[covers American magazines from 1890-1982 + a little bit of 1983]
Common weekly news magazines with "arts" columns as well as general interest monthly magazines (Nation, NewYorker, etc.) are indexed in this retrospective tool. Use this to get more depth of coverage for any films released before 1984. RGPL-RETRO is a periodical INDEX, not a full-text database. So be sure to use the "Check the RIC Library" links to locate relevant articles in our collections.
Once you've searched for the film title [TIP: use "2001 a space odyssey" , the complete title. As you can surmise, using just 2001 will bring lots of irrelevant "noise" into the results. However, using 2001 AND Kubrick will yield a somewhat different set of results from the example here. The dates of coverage of Reader's Guide RETRO means you will not get any references to the remake of the film.. You can use the Sort menu on the right to arrange your results from the earliest (oldest) coverage forward.
Academic Search Complete - is a general periodical index that includes news and general culture magazines, trade publications, and academic journals. However, the strength of its coverage extends from the mid-1980s to the present. As you can see, the results for 2001: a space odyssey do not extend back to the release date of the film (1968)..
Note the FOLDER feature at right for keeping track of citations and any fulltext articles which are licensed to appear inside the database. Do not ignore any items marked "Check the RIC Library"! Even though they are not licensed to appear as full text inside the database, Adams Library subscribes to more than 120 online databases with full text: the journal you need could be licensed to another of our databases: the 'checking' link is the way to find out!
The New York Times is justly famous for its critical reviews of film, theater, music, art, and culture in general. It is unique in our collection in the range of years which it covers which include the period of the invention and first commercialization of motion pictures.
Because this is a daily newspaper and the database contains complete fulltext of the articles, pay attention to the histogram in the left-hand frame that displays number of articles by decade. This screen shot shows the decade 1980 - 1989 already chosen as a focus. If you choose to limit by date initially consider a range such as from release through subsequent awards periods -- at least one full year. Your search strategy should not only include the title of the film "E.T." but you should consider including the name of the director, Spielberg, since we would like to discover to what extent the general press viewed him as an auteur or the singular creator of his films.
Small to medium-sized newspapers like the Providence Journal fill a large percentage of each issue with content they PURCHASE: from the Associated Press, from agencies that trade in syndicated columnists' work, from other papers like the New York Times News Service. This file indexes ONLY locally written articles and those for which the ProJo owns the copyright. For example, the locally written reviews by Michael Janusonis (ProJo film reviewer) will appear but Roger Ebert's essays as film critic for the Chicago Sun Times which were syndicated (licensed on an annual basis) to over 200 newspapers in the United States, are not indexed in the ProJo file.

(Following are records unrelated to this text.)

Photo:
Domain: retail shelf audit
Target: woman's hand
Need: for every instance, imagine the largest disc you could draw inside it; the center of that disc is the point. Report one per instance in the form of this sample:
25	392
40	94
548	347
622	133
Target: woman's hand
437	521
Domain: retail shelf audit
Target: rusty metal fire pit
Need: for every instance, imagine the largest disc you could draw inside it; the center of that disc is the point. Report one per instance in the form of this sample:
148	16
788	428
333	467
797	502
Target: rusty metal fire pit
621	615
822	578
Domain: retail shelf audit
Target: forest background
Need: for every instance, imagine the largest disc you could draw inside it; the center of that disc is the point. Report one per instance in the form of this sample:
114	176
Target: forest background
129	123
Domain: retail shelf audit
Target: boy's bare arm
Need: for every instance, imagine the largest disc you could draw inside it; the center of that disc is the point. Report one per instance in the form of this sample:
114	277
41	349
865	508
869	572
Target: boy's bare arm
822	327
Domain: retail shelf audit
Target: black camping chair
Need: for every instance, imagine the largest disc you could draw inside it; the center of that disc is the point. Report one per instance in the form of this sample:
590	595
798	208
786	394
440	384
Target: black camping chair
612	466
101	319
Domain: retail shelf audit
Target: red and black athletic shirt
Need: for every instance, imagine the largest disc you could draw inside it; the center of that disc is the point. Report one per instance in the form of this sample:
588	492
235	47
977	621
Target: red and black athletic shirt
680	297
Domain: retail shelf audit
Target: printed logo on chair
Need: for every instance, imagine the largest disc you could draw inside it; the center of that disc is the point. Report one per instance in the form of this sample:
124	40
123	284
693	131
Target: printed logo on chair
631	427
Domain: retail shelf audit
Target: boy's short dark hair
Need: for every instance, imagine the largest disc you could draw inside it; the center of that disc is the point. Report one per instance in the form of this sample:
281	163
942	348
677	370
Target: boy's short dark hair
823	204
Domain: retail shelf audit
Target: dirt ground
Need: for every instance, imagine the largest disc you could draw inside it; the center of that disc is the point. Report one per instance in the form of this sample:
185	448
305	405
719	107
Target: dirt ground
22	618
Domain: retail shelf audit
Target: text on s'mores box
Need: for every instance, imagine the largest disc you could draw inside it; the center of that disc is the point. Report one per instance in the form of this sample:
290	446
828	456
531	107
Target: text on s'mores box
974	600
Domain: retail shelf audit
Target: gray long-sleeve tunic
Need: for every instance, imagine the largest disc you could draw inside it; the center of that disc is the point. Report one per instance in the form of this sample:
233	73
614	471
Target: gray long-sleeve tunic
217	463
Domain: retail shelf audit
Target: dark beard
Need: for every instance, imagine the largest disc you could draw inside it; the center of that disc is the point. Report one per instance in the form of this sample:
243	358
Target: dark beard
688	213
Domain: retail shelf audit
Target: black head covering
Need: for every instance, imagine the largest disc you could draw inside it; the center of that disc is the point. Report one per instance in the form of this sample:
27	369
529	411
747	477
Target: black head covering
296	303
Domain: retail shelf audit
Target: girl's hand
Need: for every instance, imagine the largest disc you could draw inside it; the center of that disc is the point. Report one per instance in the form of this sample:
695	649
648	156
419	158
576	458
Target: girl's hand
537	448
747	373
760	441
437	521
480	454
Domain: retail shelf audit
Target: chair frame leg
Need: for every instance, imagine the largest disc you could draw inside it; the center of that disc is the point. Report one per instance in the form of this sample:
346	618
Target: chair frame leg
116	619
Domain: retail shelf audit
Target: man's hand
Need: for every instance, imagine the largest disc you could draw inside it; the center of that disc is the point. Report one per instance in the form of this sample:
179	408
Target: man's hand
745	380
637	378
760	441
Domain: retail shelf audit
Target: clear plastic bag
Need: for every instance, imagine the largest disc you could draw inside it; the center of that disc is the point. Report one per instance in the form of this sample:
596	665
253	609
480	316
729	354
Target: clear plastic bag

Be sure to choose 1982 from the list of years on the initial search screen to restrict your search to initial release reviews. Also, consider using E.T. AND Spielberg as the search terms.
Lexis/Nexis Academic indexes more newspapers than any other database in the Adams Library collection, but its user interface is somewhat unusual. It will help you to focus your search if you use the Advanced Options dropdown and make sure only Newspapers as a category of publication is 'checked' and that you specify a range of dates: for instance the year of release or the year a film was re-released or remade as a starting limit.
Once you have your criteria set, hit the APPLY button and use the main search box to enter your search terms. Although setting a date range should ensure that the results are focused on a particular period, remember - some reviewers will use the 'short' title for a film like E.T., not its full title. This will muddy the results so consider adding the name of the director to your search.